Immaginate un luna park...
Ma non come quelli moderni, con autoscontri, catenelle ed improbabili tiri a segno. Un luna park di quelli di una volta, con le giostrine dei cavalli, il tunnel degli innamorati, la casa degli spettri, la bancarella con le mele caramellate e la musichina tipica degli organetti...
Ma soprattutto immaginatene i colori, tanti colori: ecco, questa è la componente principale di questo disco, che è un immenso caleidoscopio di suoni e sensazioni.
All'inizio degli anni '90 Roine Stolt, co-fondatore negli anni '70 del gruppo progressive svedese Kaipa (che è tornato di recente a pubblicare tre ottimi album, ma dal quale il biondo chitarrista è uscito a causa dei troppi impegni con altri progetti), ha dato vita a questo strepitoso album, con la prima incarnazione di quella che sarebbe diventata quella immensa band che sono i Flower Kings (ma da dove avranno preso il nome... ?).
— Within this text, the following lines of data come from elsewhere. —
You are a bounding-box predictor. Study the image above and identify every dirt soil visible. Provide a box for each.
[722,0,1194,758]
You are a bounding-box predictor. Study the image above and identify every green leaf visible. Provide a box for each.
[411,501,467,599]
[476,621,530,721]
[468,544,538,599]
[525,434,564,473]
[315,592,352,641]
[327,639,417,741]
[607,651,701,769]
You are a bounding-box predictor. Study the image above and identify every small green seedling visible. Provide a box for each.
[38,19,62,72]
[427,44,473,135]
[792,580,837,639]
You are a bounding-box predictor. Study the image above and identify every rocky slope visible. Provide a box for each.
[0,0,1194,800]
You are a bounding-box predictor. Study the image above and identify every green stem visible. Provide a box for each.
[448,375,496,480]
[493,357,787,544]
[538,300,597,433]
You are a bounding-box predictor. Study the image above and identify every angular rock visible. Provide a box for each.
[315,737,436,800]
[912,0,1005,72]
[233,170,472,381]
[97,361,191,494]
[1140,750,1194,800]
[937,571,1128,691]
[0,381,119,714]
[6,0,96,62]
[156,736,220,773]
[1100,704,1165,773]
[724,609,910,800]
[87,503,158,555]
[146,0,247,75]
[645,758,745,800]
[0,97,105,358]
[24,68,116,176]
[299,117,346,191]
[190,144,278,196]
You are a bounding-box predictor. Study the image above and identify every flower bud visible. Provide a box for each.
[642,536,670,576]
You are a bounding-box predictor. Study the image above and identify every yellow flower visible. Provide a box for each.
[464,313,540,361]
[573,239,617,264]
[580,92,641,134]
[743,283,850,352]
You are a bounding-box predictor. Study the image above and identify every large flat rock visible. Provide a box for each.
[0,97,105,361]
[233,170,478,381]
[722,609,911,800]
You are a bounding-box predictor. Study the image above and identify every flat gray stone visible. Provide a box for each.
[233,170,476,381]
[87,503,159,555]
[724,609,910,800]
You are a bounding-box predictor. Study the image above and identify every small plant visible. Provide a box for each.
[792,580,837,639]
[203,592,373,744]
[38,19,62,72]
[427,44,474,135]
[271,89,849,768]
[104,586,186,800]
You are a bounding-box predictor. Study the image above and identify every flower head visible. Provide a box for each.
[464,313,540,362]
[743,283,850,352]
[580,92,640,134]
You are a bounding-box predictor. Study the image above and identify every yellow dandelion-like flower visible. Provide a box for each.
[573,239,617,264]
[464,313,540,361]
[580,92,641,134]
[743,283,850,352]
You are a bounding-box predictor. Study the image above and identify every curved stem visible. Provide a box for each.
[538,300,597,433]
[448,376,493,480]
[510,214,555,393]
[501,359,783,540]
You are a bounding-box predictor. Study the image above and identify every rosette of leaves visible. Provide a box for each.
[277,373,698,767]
In questo caso scrivere una recensione track-by-track mi sembra abbastanza inutile, visto che l'intero album può essere concepito come un unico flusso musicale piuttosto coerente. Se proprio devo indicare un brano in paricolare, mi sentirei di consigliare l'ascolto di "Dissonata". Tanto per darvi un'idea delle coordinate stilistiche del disco, si può dire che si tratta di una riuscitissima sintesi e rielaborazione in chiave personale di buona parte delle esperienze musicali progressive degli anni '70 prima e degli anni '80 poi. La musica di "The Flower King" riprende alcune timbriche tipiche e la complessità delle strutture del progressive dei Seventies, attenuandone la verbosità e rendendole più melodiche, ma anche quel senso di orchestralità tipico del progressive anni '80, senza però ricalcarne la pomposità a volte esagerata.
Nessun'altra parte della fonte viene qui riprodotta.